Typically a multispectral imager will come with it’s bands balanced relative to one another. The manufacturer will provide guidance on calibration, or sometimes the sensor might calibrate on the fly and produce corrected images right away. Colour cameras have no functionality to help you find calibration coefficients or apply them to images they produce. This means that you would have to do it yourself in post-processing.
The bands in consumer cameras are inconsistent
To mimic human vision the CDD/CMOS is overlaid with a Bayer filter. As shown below, a green pixel would respond to light between 480 and 600nm. This range of wavelengths, and shape of the curve vary substantially between camera models and still produce a realistically looking image. Because the shape of the curve varies, no matter the calibration it is not possible to produce precisely equivalent image from two different models. Bayes filter cannot be removed without damaging the sensor. The only way of controlling the wavelengths you are imaging and producing a calibrated result is to place a desired filter over the sensor, ‘average’ RGB values and treat it as a monochrome camera. That way different cameras can be calibrated, and their images compared like-for-like.
Reduced light response
If a consumer camera is used with a dedicated filter, the Bayer filter will block roughly 2/3 of the light, depending on the wavelengths involved. A monochrome camera of similar sensor size and quality would have superior light performance and shutter speed. It also means that 2/3 of the CCD you paid for and 2/3 of the lens you are carrying around are going to waste.
True Resolution
A 16 megapixel camera would have 8 million green pixels, 4 million blue pixels, and 4 million red pixels. For every spot on the image, the camera only knows one out of three colours. The raw (hence the format, RAW) image looks like this.
For every pixel, the missing colours are estimated using information form the nearby pixels. This is fine for producing photographs, but it will not produce an actual measurement at that location.
Multispectral imagers work differently. Most common one, multi-camera-array (MCA), will have a camera dedicated to each channel. It will produce a green image, a red image, an infrared image, ets. These images are combined to produce one where each pixel has a real reading for every colour/channel.
If the goal is for each pixel to provide a true reading at that location, the image must be sub-sampled by a factor of four. That has serious implications for resolution, as 20MP camera suddenly becomes a 5MP camera.
Nir-enhanced sensors
There are some indexes that require a special infrared-enhanced CCD.
One of them is a water based index, which requires a measurement to be taken at 970 nm, the very limit of what common CCD sensors are capable of.
The following is a comparison of NIR-enhanced and ‘ordinary’ ccd sensor.

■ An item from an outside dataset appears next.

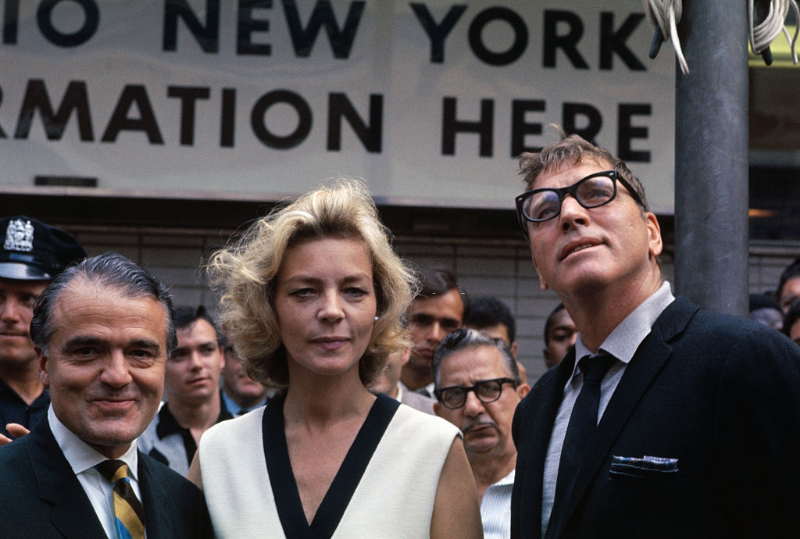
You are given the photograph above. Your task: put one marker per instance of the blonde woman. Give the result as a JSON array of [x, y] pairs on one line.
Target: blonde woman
[[312, 297]]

Productivity and Integration
A good multispectral system should produce calibrated, Geo-tagged images ready for further processing. It will trigger itself and operate reliably, images will be well — registered and aligned, and there will be no switching round of memory cards.
Unfortunately the market for small multispectral cameras is still in it’s infancy, and charges extraordinary prices for equipment that‘s only moderately impressive, and not very high resolution. All of this means that a lot of people are have to spend time tinkering with their own equipment instead of getting on with the work they want to be doing.